思った程余裕は無いから、ササっと掘ってササっと帰らなきゃだな。
……という事で。
撤収作業も終えた、僕達は。
「皆、用意は良いか?」
「「「「はい!」」」」
下り坂の先に待つ、地下深くの4階層へと進んだ。
「この下りカーブを曲がれば、そこから4階層です」
「「「「おー……」」」」
先頭を行くシンの声に、とりあえず感嘆の声が上がる。
……さぁ。4階層、どんな坑道が待っているんだろうかなー。
「4階層は打って変わって、壁も天井も手掘りのゴツゴツ坑道だったりして」
「いや先生、もっと酷えかもしれねえぞ。砂が流れ込んで落盤だらけの大荒れ坑道とか」
「いえ。きっと4階層も変わらないですよ。きっと」
「はぁー……男達は夢がないわね、全く」
「ホントだよねー!」
「ええ。もしかしたら……絵本の世界みたいに、水晶が光り輝くファンタジーな世界が広がってるのかも」
「魔物ウジャウジャだったらいいなー! 私ヤりまくっちゃうよー!」
「コースも、ちょっと違うのかもね」
そんな想像を膨らませながら……僕達は下りカーブを曲がり、53番坑道の4階層へと進んだ。
が。
「着きました。4階層です!」
「「「「…………」」」」
僕達には、特に感動も驚きも無かった。
「…………何ですか皆さん。その盛り上がりの無さは?」
「いえ。ただ……見た目は同じなのね、って思って」
「全然変わり映えしないじゃんか」
残念ながら、4階層も今までと変わらない光景が続くだけなのでした。
「想像を膨らませちまった俺らが間違ってたぜ、全く……」
「なんかちょっと飽きてきちゃったー」
「なんですか皆さん。朝イチから不満タラタラじゃないですか」
想像大外れの結果に、4人の落胆が止まらない。
「えー。だってー……」
「いやコース。気持ちは分かりますけど、もう少し元気出していきましょうよ」
「うん…………」
「景色は変わらなくても、最深部のある5階層までは着実に近づいてますから!」
「……まぁ、そうだな」
「今日中に純ユークリド鉱石を手に入れるんでしょう!」
「うん! 頑張ろーっと!」
という事で、シンの激励を受けた僕達は元気を取り戻し。
昨日と景色の変わらない、坑道を進み始めた。
……と、思っていたんだけど。
『変化』は、僕達の前に突然やってきたのです。
「……ダン、次の十字路を左です。そうしたらしばらく真っ直ぐで」
「おう、分かったぜ――――――――んん?」
シンのナビゲーションが終わった所で、ダンが何かに気付く。
キキッ……
「……んん?」
「アレは?」
「何かが来ますね……」
十字路の奥から飛んでくる、甲高い鳴き声の黒い影。
フワフワした身体と、バサバサと羽ばたく大きな翼。
「アレは……ケーブバットだな」
「なーんだ。コウモリちゃんかー」
もうだいぶ見慣れた魔物だった…………ハズだったんだけど。
「……ん、あのバット…………?」
「ちょっとデカくねえかよ、アイツ?」
コウモリが近づいて来るにつれ、身体の大きさに違和感が。
キキキッ!!!
「いえ、ダン…………『ちょっと』どころじゃ、なくないかしら……?」
「う、うん……」
ぐんぐん迫ってくるコウモリ……その身体の大きさは、今までの奴らより一回りも二回りも巨大だった!
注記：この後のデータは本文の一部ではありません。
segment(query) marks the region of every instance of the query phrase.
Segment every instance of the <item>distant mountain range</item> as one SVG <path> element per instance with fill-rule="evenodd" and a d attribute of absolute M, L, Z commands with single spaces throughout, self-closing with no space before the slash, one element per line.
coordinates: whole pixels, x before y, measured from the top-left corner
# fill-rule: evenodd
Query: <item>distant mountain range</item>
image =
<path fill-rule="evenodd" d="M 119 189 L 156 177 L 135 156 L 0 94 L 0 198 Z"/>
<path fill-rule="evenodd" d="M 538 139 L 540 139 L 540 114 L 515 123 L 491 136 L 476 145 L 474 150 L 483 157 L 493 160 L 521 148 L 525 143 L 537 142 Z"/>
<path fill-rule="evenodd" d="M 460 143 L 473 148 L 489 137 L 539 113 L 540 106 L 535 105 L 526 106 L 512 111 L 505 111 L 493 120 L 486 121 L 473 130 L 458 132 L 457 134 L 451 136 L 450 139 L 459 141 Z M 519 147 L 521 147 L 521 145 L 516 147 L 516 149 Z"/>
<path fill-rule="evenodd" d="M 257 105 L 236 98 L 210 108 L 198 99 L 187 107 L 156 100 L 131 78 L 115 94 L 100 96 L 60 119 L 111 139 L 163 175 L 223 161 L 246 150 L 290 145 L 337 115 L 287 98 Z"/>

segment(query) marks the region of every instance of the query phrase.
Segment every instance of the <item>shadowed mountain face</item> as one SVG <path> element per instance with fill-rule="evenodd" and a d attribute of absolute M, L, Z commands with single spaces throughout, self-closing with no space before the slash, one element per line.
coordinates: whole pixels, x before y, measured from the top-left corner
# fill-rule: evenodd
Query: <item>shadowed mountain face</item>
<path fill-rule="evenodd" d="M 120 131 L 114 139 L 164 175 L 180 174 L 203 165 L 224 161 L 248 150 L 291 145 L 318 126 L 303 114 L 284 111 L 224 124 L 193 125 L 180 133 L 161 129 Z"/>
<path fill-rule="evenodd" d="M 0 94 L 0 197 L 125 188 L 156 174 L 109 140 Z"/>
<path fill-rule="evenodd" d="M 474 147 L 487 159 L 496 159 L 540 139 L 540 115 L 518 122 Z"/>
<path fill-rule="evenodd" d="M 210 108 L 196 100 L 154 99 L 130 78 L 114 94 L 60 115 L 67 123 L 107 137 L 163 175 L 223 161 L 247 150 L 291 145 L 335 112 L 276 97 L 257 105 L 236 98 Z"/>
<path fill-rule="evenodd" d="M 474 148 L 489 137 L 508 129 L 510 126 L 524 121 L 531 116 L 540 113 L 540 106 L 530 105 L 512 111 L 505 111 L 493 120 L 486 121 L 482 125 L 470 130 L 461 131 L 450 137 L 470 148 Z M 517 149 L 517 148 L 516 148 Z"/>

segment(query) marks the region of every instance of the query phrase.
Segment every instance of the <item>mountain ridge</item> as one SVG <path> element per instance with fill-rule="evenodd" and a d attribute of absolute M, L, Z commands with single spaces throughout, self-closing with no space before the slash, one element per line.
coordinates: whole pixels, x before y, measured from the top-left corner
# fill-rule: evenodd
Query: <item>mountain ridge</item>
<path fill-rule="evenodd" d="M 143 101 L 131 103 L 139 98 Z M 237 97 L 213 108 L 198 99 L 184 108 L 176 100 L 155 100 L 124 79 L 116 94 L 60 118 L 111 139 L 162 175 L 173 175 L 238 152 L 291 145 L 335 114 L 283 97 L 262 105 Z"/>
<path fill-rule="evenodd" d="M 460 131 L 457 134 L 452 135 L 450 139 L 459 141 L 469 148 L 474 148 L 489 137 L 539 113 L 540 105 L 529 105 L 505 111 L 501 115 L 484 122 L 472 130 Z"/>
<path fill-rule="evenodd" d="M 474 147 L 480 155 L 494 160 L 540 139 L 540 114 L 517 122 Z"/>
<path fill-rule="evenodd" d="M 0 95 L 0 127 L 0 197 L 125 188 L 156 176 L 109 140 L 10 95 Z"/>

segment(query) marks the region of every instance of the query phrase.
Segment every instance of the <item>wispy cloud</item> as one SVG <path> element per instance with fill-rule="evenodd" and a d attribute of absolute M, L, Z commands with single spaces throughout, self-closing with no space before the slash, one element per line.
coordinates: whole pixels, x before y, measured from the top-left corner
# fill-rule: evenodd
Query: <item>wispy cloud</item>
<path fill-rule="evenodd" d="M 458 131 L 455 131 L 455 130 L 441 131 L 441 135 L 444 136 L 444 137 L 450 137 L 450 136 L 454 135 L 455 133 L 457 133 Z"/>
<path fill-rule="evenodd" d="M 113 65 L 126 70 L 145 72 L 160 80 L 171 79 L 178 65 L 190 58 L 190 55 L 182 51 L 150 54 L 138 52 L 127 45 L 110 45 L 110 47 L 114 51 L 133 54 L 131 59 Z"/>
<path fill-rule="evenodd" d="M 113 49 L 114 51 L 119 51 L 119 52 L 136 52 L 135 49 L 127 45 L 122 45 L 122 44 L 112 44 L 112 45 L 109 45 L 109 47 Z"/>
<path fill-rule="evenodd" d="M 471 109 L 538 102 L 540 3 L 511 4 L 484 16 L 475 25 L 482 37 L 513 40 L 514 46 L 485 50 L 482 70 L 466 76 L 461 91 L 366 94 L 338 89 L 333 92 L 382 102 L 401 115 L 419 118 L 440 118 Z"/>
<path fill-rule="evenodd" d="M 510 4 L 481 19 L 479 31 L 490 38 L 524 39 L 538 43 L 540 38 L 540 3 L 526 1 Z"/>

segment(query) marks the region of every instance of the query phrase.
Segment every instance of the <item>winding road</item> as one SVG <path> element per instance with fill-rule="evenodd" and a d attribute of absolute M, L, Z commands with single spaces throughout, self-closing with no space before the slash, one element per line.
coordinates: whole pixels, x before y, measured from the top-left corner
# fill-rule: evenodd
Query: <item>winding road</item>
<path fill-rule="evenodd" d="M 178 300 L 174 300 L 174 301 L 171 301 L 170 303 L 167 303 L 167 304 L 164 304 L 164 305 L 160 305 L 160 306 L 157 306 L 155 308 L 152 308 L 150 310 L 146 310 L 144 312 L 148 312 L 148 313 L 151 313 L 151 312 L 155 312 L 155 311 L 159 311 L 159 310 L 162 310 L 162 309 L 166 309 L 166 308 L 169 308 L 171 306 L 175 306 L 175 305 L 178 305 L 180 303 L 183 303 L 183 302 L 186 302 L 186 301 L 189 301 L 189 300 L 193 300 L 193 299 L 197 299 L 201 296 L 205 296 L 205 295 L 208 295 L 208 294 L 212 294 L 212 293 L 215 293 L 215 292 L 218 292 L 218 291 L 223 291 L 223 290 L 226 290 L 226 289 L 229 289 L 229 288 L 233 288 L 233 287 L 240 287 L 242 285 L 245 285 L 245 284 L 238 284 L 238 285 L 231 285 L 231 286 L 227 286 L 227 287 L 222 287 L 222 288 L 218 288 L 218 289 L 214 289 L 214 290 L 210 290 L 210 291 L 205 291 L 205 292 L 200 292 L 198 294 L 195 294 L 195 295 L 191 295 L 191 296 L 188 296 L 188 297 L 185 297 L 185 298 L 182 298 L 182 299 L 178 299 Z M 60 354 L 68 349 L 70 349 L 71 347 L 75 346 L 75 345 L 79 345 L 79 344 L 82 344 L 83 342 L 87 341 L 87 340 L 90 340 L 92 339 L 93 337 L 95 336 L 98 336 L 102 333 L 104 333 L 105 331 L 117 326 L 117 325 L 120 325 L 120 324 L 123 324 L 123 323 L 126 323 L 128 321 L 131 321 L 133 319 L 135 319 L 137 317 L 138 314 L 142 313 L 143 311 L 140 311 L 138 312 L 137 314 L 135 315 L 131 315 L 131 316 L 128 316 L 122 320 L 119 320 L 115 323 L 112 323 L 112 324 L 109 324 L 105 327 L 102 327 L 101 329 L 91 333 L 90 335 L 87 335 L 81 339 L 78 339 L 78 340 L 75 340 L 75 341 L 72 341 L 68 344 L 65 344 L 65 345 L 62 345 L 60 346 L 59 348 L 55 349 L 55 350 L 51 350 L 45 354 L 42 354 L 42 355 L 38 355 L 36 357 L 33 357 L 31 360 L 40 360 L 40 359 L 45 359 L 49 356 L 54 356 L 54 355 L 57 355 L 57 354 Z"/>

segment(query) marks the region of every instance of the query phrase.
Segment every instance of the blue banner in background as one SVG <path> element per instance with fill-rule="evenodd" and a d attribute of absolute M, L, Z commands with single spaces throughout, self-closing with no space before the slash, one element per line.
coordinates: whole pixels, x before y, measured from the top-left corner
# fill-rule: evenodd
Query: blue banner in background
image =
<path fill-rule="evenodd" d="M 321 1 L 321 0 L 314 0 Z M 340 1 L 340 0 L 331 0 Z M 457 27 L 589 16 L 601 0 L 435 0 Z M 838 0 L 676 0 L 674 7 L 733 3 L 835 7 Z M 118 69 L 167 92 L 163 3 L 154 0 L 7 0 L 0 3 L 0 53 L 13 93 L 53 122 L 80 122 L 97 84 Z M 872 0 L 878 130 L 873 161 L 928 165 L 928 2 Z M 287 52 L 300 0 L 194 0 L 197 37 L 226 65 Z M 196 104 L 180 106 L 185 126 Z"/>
「……いやいやいや! サイズおかしくないですか!?」
「ホントだー! 間近で見るとチョーでっかいじゃん!」
「わたし達、魔力溜まりに近付いてるって証拠ね!」
「おぅ! ちょっと燃えてきたな!」
「……ってかおい、そんな事言ってる場合じゃねえだろうが! 戦闘だ戦闘!」
そんな僕達がエンジンを掛けている間にも、コウモリは接近し。
バサバサと襲い掛かってきた。
キキッ!!!
「おいコース下がってろ!」
「うわわゎッ!?」
飛び出すコースをダンが掴んで引き戻し、大盾を構える。
その先には、キラリと牙を剥くデカコウモリ。
「うぉっ、デケぇ――――
ガチンッ!!
身体と同様、大きくなったデカコウモリの牙に戸惑うも……ダンの大盾はコースをきっちり庇う。
「……フッ、お返しだ! 【硬叩Ⅷ】!!」
と同時にダンが大盾を突き出し、デカコウモリを逆襲。
大盾に弾かれたデカコウモリ、空中でよろめく。
「ザマぁみやがれだ! それよりシン、任せたぞ!」
「お任せください!」
息の合ったように、横から飛び出す抜刀済みのシン。
真っ直ぐ構えた長剣は、フラフラ飛んでいるデカコウモリを既に捉えていた。
――――さあ。
このままの調子で行けば、シンの長剣の4振り5斬りくらいで片が付くだろうな。きっと。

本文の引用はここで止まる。